Turkish warplanes often bomb PKK hideouts in northern Iraq while the security forces sporadically launch cross-border incursions in pursuit of rebel fighters.

Three Turkish soldiers were killed Sunday in an attack by the PKK in Iraq’s southeastern Hakkari province, state-run Anadolu news agency said.

President Recep Tayyip Erdogan has repeatedly threatened a major cross-border operation to dislodge the group from its strongholds.

“To us, it is a question of timing now. It is not a question of operation,” Soylu said. “Qandil will become a safe area for Turkey. Nobody should doubt it.”

It is in this area that the PKK’s military leadership such as Murat Karayilan and Cemil Bayik are believed to be based.

Top PKK leader Abdullah Ocalan is serving a life sentence on a prison island off Istanbul following his capture in 1999.

The northern Iraq operations come as Turkey prepares for June 24 parliamentary and presidential polls.

Erdogan Sunday sought to persuade voters in the heartland of Turkey’s Kurdish minority to vote for him, arguing his party had done the most to rebuild the area and find peace after years of violence.

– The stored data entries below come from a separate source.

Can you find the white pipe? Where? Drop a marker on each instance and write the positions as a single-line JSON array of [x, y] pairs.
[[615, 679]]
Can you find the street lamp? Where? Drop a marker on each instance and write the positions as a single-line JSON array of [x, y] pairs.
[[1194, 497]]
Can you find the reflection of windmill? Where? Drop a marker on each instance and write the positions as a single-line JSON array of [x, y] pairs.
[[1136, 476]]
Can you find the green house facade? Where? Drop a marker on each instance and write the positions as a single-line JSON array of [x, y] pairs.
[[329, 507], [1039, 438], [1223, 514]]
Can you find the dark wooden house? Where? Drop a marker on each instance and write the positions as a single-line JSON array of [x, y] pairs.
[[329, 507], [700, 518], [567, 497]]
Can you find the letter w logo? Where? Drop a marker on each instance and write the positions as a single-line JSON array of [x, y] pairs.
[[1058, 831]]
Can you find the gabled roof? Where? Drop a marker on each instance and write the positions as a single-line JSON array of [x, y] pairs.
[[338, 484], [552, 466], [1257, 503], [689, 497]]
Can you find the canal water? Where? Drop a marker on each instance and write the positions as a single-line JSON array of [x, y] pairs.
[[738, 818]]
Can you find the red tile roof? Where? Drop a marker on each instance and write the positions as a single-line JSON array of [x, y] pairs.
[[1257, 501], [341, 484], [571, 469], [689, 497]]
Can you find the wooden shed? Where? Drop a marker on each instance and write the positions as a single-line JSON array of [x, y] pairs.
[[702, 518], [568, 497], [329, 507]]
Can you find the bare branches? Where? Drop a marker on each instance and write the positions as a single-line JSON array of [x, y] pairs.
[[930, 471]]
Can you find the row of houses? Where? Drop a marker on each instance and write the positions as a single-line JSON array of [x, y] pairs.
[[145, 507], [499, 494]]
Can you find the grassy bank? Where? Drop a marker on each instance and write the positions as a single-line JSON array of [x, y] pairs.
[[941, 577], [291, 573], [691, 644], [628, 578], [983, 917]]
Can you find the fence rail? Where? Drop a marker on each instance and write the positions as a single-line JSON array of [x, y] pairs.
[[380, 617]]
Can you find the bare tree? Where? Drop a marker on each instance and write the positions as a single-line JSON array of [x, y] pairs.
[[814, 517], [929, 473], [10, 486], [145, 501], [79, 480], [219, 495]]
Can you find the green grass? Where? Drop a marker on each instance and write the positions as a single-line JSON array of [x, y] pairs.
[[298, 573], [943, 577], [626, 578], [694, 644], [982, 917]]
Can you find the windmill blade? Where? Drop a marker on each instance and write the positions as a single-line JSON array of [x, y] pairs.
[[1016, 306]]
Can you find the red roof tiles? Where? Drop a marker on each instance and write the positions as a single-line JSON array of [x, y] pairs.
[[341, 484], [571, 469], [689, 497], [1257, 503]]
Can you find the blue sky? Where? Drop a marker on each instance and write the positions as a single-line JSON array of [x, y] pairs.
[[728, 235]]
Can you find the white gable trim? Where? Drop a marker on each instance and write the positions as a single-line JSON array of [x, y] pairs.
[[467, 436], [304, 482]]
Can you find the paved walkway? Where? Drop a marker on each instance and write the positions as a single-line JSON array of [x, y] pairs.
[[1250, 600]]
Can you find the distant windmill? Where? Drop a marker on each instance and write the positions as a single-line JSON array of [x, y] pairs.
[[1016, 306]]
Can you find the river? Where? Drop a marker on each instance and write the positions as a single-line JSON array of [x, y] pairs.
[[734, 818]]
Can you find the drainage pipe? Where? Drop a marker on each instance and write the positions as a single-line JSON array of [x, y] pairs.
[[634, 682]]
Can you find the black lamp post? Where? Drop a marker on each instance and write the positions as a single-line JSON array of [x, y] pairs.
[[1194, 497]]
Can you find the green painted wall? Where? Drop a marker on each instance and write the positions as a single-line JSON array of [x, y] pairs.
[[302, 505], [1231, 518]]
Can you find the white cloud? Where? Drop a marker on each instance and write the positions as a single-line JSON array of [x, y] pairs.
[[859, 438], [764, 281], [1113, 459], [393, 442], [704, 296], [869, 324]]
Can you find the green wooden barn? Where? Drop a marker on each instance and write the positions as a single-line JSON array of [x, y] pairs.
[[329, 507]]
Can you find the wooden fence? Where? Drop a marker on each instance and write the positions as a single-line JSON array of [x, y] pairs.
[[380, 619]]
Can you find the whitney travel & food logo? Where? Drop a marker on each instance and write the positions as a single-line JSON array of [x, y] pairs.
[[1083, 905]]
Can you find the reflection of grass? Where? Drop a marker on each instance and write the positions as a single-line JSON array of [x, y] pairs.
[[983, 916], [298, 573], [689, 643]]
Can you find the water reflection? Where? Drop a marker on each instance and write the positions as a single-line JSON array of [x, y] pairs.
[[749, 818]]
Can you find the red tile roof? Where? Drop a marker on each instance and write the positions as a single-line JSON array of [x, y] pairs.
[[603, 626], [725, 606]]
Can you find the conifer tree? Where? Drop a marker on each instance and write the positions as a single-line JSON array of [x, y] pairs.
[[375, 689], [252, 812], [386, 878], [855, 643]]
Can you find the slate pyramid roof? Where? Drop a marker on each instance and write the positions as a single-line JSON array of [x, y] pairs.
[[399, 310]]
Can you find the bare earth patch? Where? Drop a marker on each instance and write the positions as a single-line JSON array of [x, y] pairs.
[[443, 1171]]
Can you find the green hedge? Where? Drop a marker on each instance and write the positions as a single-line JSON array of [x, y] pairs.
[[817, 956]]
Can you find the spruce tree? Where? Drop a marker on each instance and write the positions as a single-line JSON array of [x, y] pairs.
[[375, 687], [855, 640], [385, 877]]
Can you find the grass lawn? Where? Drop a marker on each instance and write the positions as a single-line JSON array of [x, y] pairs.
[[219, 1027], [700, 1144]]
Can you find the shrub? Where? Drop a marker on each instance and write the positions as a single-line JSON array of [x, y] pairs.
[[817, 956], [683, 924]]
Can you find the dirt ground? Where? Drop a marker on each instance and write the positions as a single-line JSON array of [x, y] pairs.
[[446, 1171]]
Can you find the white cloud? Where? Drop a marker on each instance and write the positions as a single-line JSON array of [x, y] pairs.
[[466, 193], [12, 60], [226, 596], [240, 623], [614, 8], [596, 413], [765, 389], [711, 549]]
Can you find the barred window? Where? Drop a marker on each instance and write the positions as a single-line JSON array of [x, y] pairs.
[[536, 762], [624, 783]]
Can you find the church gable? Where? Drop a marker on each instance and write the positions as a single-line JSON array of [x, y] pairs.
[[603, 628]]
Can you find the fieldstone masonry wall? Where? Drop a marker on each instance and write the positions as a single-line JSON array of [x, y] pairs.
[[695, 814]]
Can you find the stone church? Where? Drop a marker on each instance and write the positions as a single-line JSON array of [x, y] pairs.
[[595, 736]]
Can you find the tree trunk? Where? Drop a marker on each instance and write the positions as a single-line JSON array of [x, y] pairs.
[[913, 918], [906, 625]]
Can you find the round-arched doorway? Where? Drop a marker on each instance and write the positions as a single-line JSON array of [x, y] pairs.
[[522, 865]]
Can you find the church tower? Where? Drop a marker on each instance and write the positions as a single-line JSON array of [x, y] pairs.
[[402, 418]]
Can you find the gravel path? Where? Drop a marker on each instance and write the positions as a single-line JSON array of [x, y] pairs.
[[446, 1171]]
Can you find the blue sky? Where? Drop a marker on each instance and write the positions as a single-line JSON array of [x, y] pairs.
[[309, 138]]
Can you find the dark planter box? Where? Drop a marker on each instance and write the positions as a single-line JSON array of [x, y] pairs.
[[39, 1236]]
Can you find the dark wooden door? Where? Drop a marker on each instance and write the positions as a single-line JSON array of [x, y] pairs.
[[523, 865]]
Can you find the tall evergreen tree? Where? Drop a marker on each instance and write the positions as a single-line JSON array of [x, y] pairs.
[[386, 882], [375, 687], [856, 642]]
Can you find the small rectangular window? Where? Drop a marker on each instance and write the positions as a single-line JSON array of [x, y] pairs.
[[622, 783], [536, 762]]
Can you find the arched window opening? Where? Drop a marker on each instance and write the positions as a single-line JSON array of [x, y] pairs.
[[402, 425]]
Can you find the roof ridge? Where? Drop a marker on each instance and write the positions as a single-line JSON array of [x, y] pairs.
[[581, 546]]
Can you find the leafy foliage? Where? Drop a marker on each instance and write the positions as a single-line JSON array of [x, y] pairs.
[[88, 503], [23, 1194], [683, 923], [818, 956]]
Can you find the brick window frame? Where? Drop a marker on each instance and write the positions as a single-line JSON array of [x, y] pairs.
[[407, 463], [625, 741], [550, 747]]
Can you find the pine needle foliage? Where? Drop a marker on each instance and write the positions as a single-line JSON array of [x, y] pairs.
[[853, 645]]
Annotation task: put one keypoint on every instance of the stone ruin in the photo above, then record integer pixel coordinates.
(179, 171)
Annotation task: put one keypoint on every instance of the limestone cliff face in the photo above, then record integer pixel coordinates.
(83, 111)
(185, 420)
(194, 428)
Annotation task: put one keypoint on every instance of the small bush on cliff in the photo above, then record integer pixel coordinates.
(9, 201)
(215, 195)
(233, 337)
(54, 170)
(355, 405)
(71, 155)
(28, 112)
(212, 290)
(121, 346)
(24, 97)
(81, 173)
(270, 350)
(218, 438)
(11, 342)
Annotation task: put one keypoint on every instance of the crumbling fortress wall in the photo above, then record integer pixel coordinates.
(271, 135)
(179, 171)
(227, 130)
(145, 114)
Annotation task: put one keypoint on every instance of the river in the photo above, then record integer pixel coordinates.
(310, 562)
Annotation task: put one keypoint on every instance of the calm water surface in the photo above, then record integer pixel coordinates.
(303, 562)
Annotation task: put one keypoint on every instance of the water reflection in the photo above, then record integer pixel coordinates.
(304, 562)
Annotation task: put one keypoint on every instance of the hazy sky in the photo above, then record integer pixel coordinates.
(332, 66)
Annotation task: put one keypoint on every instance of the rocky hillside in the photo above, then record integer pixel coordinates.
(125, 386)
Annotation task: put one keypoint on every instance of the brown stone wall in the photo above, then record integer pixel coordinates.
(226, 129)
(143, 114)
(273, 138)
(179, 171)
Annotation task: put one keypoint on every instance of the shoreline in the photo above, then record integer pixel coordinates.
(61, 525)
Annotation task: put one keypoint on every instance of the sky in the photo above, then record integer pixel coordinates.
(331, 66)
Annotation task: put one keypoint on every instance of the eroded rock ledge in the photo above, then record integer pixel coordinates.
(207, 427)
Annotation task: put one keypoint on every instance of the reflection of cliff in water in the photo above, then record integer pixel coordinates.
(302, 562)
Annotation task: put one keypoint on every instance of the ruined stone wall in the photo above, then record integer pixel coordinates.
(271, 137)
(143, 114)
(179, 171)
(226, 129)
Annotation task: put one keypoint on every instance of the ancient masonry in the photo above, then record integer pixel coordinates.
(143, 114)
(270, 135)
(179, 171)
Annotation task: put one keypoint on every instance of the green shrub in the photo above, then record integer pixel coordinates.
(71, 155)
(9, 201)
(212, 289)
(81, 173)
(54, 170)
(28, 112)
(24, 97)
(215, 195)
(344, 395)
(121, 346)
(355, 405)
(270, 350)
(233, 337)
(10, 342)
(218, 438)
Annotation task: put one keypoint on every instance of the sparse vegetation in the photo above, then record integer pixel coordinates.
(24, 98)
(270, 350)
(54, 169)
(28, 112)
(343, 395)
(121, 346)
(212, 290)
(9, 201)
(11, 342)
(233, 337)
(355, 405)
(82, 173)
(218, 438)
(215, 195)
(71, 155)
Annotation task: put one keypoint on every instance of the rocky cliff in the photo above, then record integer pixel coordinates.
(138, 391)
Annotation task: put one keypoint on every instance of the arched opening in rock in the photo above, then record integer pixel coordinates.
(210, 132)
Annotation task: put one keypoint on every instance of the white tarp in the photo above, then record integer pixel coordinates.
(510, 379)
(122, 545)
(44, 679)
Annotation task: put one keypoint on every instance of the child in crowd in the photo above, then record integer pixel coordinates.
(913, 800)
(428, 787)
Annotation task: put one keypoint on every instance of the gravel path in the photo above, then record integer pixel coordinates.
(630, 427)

Erdogan told a mass rally attended by thousands in the Kurdish-majority southeastern city of Diyarbakir that the area was enjoying “peace like never in the last 40 years” and that the “state had never been so close to the people.”

Turkey’s Kurds, estimated to make up at least one fifth of the population, will be crucial in determining the outcome of the parliamentary and presidential polls.

While large numbers are expected to vote for the Peoples’ Democratic Party (HDP) which is focused on Kurdish interests, Erdogan’s ruling Justice and Development Party (AK Party) has been able to count on solid support from religiously conservative Kurds.

Erdogan launched a lacerating attack on the HDP, saying “we (the AKP) build but they destroy.”

The AK Party accuses the HDP of being the political front of the PKK and being complicit in militant violence, charges the party denies.